Apologies for the mistakes. Let's correct the solution:
Let's denote the cost of a glue stick as x.
Lilly selects 5 markers, 2 poster boards, and 1 glue stick. The cost of 5 markers would be 5 * $2.59 = $12.95. The cost of 2 poster boards would be 2 * $5.59 = $11.18. Therefore, the total cost of Lilly's items would be $12.95 + $11.18 + x.
Samuel selects 3 markers, 3 poster boards, and 1 glue stick. The cost of 3 markers would be 3 * $2.59 = $7.77. The cost of 3 poster boards would be 3 * $5.59 = $16.77. Therefore, the total cost of Samuel's items would be $7.77 + $16.77 + x.
The total cost for their combined purchase was $49.57.
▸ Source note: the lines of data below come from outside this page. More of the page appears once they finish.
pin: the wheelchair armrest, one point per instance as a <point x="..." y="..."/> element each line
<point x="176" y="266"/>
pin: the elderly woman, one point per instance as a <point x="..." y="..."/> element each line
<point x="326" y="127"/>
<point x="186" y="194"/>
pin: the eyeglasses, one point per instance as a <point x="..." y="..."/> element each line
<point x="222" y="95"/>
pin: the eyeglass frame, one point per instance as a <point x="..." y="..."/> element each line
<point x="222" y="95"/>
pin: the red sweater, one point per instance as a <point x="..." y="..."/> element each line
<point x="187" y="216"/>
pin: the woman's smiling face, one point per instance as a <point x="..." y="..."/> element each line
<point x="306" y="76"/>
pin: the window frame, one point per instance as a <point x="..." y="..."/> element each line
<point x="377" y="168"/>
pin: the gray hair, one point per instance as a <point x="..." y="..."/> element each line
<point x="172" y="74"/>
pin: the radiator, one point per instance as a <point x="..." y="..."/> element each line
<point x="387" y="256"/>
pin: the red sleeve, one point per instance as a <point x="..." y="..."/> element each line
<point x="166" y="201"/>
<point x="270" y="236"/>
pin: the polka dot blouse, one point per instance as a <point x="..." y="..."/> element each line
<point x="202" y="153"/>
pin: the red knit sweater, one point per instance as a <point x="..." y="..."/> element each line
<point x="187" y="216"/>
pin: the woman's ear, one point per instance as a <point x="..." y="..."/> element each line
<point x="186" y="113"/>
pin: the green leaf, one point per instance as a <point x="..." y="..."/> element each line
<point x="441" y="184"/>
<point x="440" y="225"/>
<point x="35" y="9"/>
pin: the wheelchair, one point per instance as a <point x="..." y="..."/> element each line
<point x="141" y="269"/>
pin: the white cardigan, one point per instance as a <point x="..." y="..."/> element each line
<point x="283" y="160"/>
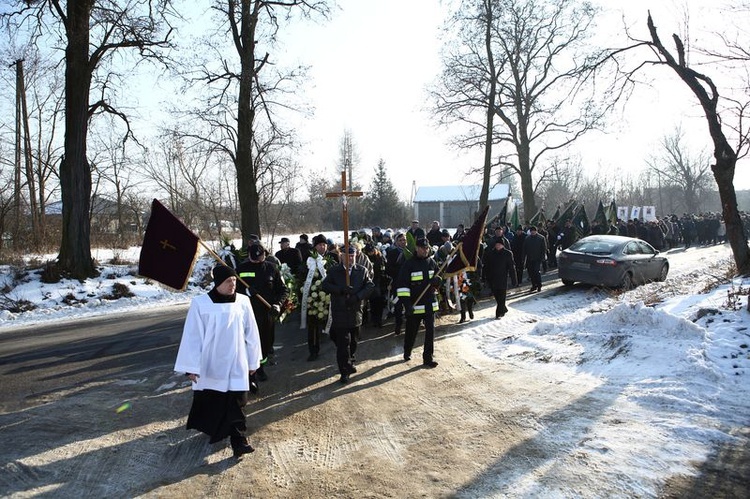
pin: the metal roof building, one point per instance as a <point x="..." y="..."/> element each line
<point x="455" y="204"/>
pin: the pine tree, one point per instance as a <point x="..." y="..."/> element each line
<point x="383" y="206"/>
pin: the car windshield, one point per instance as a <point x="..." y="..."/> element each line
<point x="595" y="247"/>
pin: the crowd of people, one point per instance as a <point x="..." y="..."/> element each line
<point x="229" y="333"/>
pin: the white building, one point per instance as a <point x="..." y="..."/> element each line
<point x="455" y="204"/>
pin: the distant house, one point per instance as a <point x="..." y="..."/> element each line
<point x="103" y="215"/>
<point x="455" y="204"/>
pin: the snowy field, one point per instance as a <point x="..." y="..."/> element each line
<point x="672" y="357"/>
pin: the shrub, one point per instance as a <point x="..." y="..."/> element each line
<point x="16" y="305"/>
<point x="119" y="290"/>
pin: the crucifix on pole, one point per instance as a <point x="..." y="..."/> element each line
<point x="345" y="195"/>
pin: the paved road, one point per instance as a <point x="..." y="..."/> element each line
<point x="44" y="359"/>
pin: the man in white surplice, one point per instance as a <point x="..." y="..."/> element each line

So, we can create the equation:
($12.95 + $11.18 + x) + ($7.77 + $16.77 + x) = $49.57
Simplifying the equation, we get:
$24.13 + 2x = $49.57
To solve for x, we subtract $24.13 from both sides:
2x = $49.57 - $24.13
2x = $25.44
Then, divide both sides by 2:
x = $25.44 / 2
x = $12.72
Therefore, the cost of a glue stick is $12.72.
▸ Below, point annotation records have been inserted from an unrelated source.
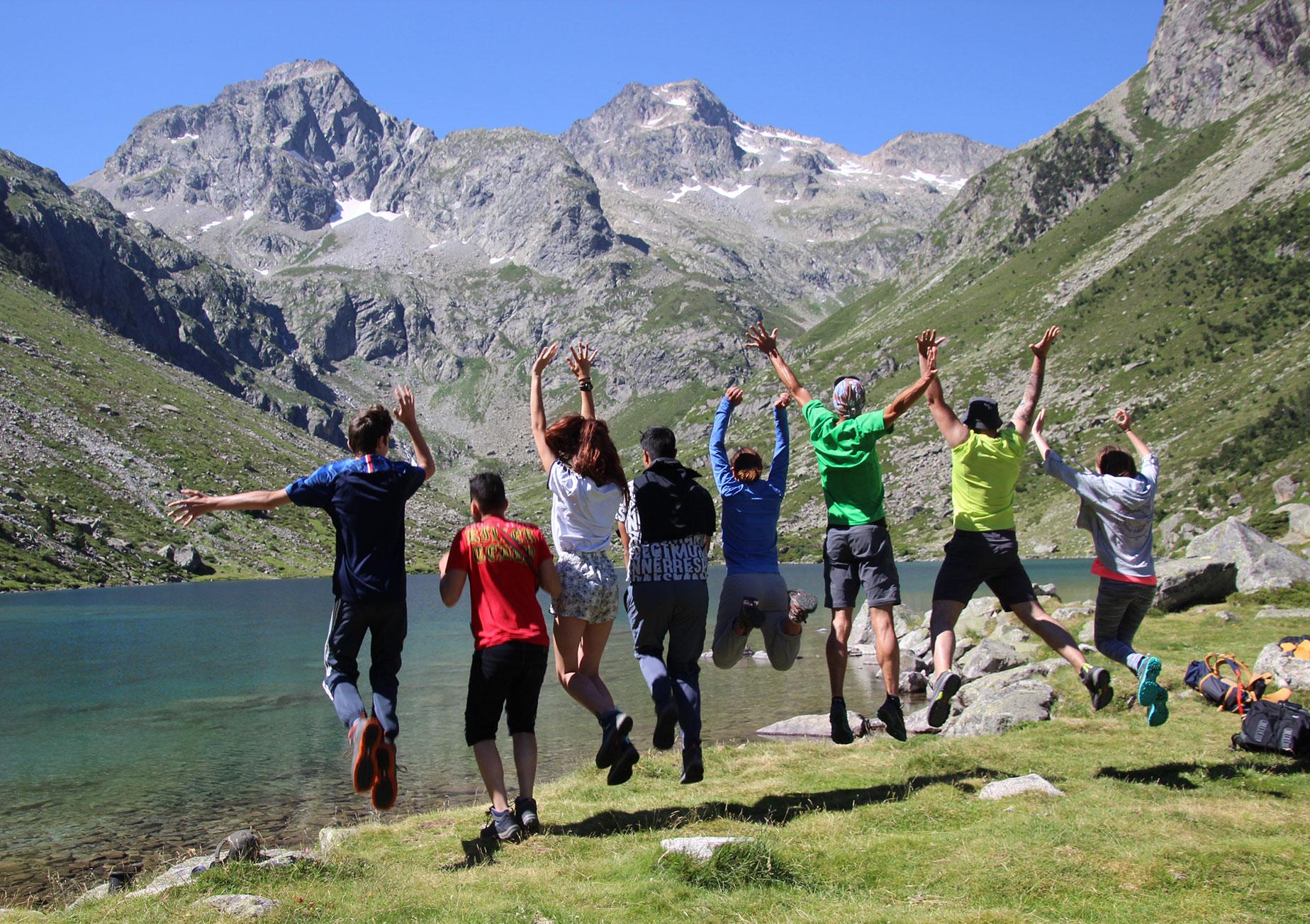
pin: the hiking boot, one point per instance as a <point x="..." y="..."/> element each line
<point x="1097" y="680"/>
<point x="613" y="735"/>
<point x="666" y="723"/>
<point x="890" y="715"/>
<point x="503" y="825"/>
<point x="621" y="771"/>
<point x="384" y="783"/>
<point x="944" y="690"/>
<point x="364" y="736"/>
<point x="693" y="769"/>
<point x="802" y="604"/>
<point x="1151" y="693"/>
<point x="841" y="733"/>
<point x="525" y="811"/>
To determine how much each person should pay, we need to calculate the total cost for each person's items.
Lilly would pay for 5 markers, 2 poster boards, and 1 glue stick, which totals to $12.95 + $11.18 + $12.72 = $36.85.
Samuel would pay for 3 markers, 3 poster boards, and 1 glue stick, which totals to $7.77 + $16.77 + $12.72 = $37.26.
Therefore, Lilly should pay $36.85 and Samuel should pay $37.26.